Huygens’s central role in the formation of such an institution (the Royal Society of London was founded around the same time, and Huygens became its first foreign fellow) is the final achievement of his career that shows how far science had developed since his father’s day. With the supporting network of fellow academicians, it was now possible to practise science with single-minded devotion. For all his own powerful court connections, Constantijn could never have found himself in the same position. It required the nexus of a large city as well as the patronage of a powerful king to make it work – things that the provincial Netherlands could never offer. Christiaan Huygens prospered scientifically in Paris in a way that wouldn’t have been conceivable in The Hague, and French science gained greatly from his early leadership role in the Academy of Sciences.

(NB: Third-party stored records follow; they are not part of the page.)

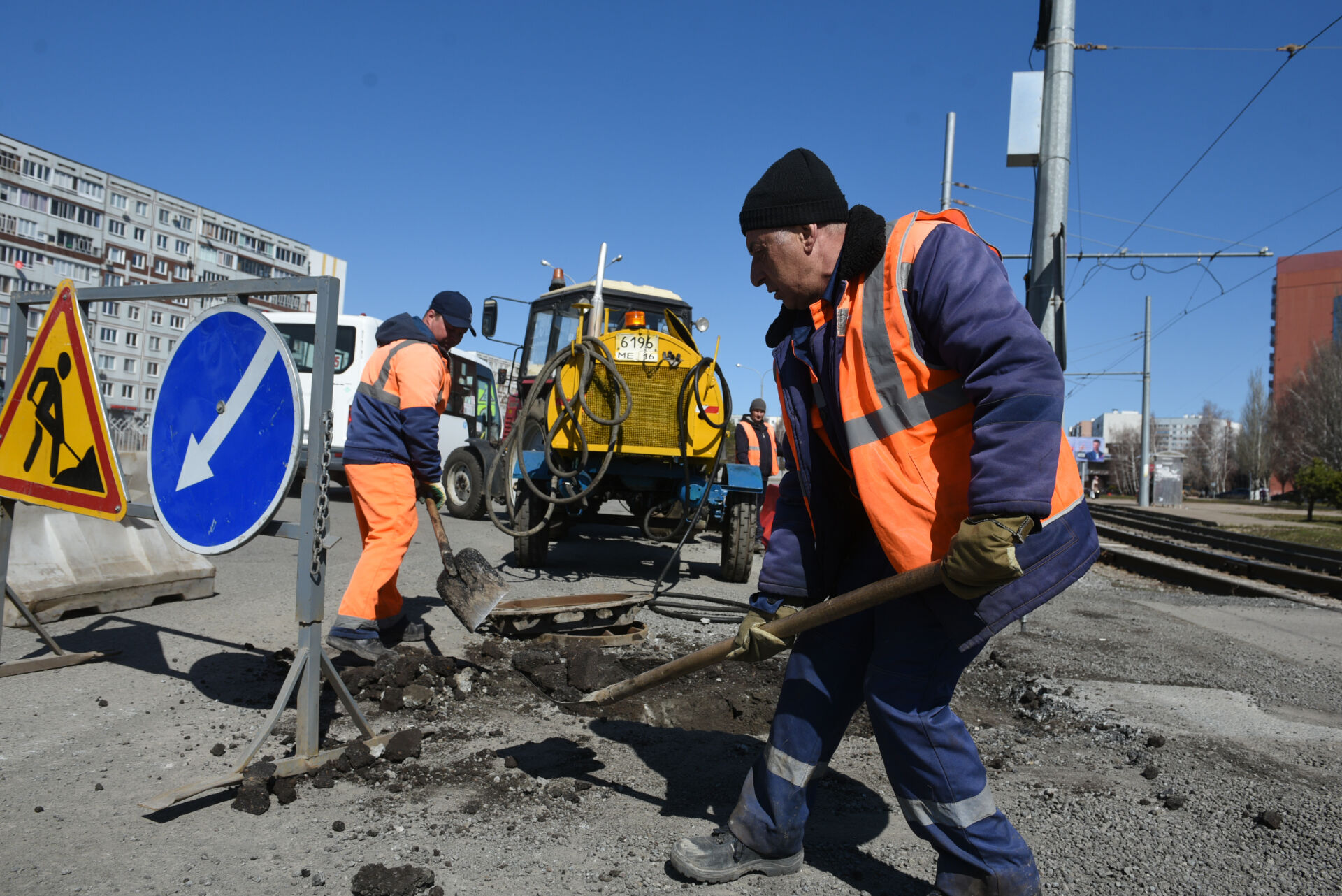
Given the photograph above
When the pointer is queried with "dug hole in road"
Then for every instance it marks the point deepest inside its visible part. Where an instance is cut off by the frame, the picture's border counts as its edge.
(1145, 739)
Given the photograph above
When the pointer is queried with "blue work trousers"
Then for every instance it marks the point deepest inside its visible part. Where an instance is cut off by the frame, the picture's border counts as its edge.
(904, 659)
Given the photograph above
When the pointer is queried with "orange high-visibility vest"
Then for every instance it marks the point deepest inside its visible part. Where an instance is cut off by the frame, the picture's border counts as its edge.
(909, 424)
(753, 447)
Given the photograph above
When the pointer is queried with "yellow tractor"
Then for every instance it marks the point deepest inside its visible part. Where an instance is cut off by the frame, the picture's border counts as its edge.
(616, 404)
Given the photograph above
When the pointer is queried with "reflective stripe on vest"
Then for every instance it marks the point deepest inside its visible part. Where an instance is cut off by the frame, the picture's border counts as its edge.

Perhaps the study of the mathematics of probability that he’d undertaken from his earliest days in Paris also coloured his conception of what all of science should be. The sense of science as certain knowledge, rooted in old ideas of scholastic theology, had been overtaken by a new meaning as natural philosophers concerned themselves no longer with scientism but learned to settle for the most likely interpretation of the evidence before them. This humble realisation, as much as any cascade of sudden revelations striking men of genius, provided the kick for the ‘scientific revolution’. For Huygens, even physical principles might never be established with absolute certainty. In his last treatise, a speculation on life on other planets, published only after his death, he wrote: ‘It is a glory to arrive at probability … But there are many degrees of probable, some nearer truth than others, in the determining of which lies the chief exercise of our judgment.’ Christiaan Huygens had defined the task of the modern scientist.